Mor Gabriel Monastary located near the town of Midyat in the Mardin Province in southeastern Turkey (Source: Wikimedia Commons)
Historic Injustices Ignored and Silenced
Today, Turkey’s diverse Christian communities number at an estimated 107,000. Many of Turkey’s current problems stem from an unhealthy Turkish hyper-nationalism that was built upon the oppression of minorities. The Ottoman Empire’s Christian population suffered several pogroms in the lead up to the founding of the Turkish Republic, from the Batak Massacre, the Hamidian massacres, the Adana massacre and the 1915 genocide of around 2 million Armenian, Assyrian, Syriac, Chaldean, and Pontic Greek populations. And after the founding of the Republic, thousands of Kurds and Alevis were killed in the Zilan massacre and in the aftermath of the Dersim rebellion.

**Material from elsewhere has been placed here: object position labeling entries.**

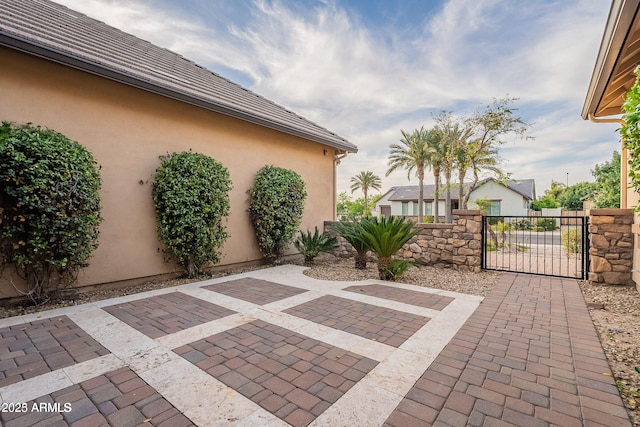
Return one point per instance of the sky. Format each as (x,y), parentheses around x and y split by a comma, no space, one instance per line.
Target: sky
(367,69)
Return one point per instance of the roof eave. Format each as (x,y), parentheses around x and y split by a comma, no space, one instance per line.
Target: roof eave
(621,16)
(63,58)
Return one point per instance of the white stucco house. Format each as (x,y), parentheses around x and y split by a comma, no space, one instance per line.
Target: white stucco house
(511,198)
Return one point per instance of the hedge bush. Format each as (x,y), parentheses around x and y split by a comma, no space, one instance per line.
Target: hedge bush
(49,207)
(276,204)
(191,197)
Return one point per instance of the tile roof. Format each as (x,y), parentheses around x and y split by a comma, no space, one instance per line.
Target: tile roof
(524,187)
(54,32)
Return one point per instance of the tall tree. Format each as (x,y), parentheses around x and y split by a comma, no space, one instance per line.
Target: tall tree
(413,153)
(453,152)
(489,127)
(607,177)
(365,181)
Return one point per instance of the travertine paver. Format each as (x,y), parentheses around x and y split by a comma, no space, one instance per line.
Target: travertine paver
(294,377)
(529,355)
(117,398)
(165,314)
(255,291)
(421,299)
(32,349)
(381,324)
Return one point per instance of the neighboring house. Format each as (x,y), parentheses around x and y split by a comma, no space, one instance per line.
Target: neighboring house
(612,78)
(129,101)
(512,198)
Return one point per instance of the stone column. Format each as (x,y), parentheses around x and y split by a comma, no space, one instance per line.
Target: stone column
(611,246)
(467,240)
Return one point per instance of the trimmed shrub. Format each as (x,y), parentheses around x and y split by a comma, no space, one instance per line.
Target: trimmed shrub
(49,207)
(276,204)
(312,245)
(546,224)
(191,197)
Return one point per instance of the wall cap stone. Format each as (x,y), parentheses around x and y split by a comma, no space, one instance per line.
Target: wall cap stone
(609,212)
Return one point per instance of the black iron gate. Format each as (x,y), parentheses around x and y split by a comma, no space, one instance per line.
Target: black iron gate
(545,245)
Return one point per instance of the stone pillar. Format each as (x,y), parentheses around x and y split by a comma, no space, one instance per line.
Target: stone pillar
(467,240)
(611,246)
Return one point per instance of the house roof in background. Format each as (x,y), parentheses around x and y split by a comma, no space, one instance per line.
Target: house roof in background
(617,58)
(407,193)
(54,32)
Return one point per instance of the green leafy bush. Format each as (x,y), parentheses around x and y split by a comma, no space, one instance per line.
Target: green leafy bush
(352,232)
(312,245)
(546,224)
(572,240)
(49,207)
(276,203)
(521,224)
(385,236)
(191,198)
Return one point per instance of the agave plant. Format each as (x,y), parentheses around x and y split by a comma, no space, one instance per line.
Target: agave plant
(312,245)
(352,233)
(385,236)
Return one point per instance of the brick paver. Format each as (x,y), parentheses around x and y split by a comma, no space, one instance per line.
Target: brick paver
(294,377)
(421,299)
(256,291)
(117,398)
(165,314)
(32,349)
(529,355)
(381,324)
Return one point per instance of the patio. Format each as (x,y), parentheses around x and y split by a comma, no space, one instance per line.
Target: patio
(275,347)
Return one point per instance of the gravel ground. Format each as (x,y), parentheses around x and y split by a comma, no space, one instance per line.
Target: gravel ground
(617,322)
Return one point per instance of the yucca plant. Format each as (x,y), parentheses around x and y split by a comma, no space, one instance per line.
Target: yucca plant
(352,233)
(312,245)
(385,236)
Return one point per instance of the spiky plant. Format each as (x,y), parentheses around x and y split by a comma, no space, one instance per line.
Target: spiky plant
(352,233)
(312,245)
(385,236)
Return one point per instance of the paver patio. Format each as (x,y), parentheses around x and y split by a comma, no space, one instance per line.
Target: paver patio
(274,347)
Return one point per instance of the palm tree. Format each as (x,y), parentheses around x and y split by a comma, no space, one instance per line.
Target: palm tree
(365,180)
(413,152)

Not only has Turkey refused to acknowledge or apologize for these massacres, but Article 301 of the penal code, on “insulting Turkishness,” has been used to prosecute people who highlight the massacres. In Turkey, public debates on these issues have been stifled. In fact, the state often backs efforts to punish and harass people who publicly acknowledge or discuss this history. In 2006, the well-known Armenian-Turkish journalist Hrant Dink was prosecuted under the Article 301 for insulting Turkishness, and received a six-month suspended sentence. He was subsequently assassinated by a radical nationalist and it later emerged that security forces had been aware of a plot to kill Dink but failed to act. Turkey takes extreme measures to silence discussions of these crimes abroad, such as threatening to sever diplomatic relations and threatening to cancel crucial security cooperation.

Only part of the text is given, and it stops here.